Now Reading
How a Single Line of Code Made a 24-core Server Slower Than a Laptop computer

How a Single Line of Code Made a 24-core Server Slower Than a Laptop computer

2023-06-17 21:08:10


Think about you wrote a program for a pleasingly parallel drawback,
the place every thread does its personal unbiased piece of labor,
and the threads don’t must coordinate besides becoming a member of the outcomes on the finish.
Clearly you’d anticipate the extra cores it runs on, the quicker it’s.
You benchmark it on a laptop computer first and certainly you discover out it scales
almost completely on the entire 4 accessible cores. Then you definately run it on a giant, fancy, multiprocessor
machine, anticipating even higher efficiency, solely to see it truly runs slower
than the laptop computer, regardless of what number of cores you give it. Uh. That has simply occurred to me lately.

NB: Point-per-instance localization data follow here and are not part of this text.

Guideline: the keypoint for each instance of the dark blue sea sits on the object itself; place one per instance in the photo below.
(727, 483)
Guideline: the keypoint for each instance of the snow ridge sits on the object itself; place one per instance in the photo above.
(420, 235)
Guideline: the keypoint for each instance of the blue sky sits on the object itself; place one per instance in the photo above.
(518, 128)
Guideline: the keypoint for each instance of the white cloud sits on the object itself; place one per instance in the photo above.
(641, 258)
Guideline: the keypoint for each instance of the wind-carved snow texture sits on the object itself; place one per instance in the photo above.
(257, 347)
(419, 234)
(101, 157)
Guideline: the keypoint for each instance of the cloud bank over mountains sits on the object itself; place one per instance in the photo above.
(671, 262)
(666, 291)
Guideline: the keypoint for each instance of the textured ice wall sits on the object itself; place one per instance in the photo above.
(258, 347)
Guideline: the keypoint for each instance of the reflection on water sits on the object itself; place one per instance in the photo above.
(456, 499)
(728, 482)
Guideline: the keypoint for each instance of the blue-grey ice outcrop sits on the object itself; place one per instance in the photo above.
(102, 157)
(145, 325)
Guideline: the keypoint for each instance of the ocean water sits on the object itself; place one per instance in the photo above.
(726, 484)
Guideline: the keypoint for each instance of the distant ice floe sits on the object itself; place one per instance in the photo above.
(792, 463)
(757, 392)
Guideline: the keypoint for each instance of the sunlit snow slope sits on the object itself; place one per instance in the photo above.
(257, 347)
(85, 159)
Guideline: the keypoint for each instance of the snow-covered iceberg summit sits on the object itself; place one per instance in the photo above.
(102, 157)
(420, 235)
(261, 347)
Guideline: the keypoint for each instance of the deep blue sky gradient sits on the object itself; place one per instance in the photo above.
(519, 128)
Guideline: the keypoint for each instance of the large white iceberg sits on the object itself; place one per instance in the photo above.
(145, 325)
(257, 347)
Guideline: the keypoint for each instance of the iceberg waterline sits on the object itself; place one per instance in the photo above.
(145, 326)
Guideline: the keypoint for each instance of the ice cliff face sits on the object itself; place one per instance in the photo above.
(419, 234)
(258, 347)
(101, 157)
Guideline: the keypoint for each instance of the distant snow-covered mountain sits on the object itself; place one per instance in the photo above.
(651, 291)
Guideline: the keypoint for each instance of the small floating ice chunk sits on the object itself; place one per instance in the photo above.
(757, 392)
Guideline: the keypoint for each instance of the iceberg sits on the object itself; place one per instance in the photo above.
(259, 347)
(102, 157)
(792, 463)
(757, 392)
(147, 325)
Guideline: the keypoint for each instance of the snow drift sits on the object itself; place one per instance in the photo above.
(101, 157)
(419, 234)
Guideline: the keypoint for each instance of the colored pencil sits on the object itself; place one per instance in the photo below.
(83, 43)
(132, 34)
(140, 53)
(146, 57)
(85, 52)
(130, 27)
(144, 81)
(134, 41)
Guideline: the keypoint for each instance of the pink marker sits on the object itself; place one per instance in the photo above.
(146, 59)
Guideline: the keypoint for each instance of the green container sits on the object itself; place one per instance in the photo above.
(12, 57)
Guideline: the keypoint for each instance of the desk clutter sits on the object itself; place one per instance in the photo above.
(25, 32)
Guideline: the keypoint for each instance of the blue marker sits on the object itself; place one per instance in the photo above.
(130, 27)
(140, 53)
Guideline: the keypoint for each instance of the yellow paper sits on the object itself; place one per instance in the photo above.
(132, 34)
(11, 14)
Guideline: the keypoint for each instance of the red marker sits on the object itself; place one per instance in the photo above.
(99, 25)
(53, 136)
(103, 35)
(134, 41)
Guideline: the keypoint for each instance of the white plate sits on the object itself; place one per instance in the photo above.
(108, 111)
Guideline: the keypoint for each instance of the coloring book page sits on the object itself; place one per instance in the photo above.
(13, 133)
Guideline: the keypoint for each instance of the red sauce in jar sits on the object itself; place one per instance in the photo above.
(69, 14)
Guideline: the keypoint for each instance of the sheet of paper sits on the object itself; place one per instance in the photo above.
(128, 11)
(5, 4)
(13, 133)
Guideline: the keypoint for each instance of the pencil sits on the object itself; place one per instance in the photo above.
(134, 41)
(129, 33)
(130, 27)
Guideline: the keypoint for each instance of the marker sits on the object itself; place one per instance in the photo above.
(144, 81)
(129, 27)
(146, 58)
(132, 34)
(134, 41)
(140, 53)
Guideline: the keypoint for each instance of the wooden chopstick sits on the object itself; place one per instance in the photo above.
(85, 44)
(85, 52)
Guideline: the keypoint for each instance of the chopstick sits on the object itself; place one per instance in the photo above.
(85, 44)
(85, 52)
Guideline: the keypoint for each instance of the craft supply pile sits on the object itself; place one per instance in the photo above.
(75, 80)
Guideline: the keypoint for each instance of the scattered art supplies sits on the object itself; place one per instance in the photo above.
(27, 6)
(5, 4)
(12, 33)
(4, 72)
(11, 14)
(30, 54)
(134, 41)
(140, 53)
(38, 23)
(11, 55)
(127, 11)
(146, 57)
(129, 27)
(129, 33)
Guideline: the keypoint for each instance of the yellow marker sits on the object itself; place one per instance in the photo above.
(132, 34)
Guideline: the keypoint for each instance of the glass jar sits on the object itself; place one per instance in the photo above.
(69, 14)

I’ve been working lately on a Cassandra benchmarking software Latte
which might be probably the most environment friendly Cassandra benchmarking software you may get, each when it comes to CPU use and reminiscence use.
The entire thought may be very easy: a small piece of code generates knowledge and executes a bunch of
asynchronous CQL statements in opposition to Cassandra.
Latte calls that code in a loop and data how lengthy every iteration took.
Lastly, it makes a statistical evaluation and shows it in numerous kinds.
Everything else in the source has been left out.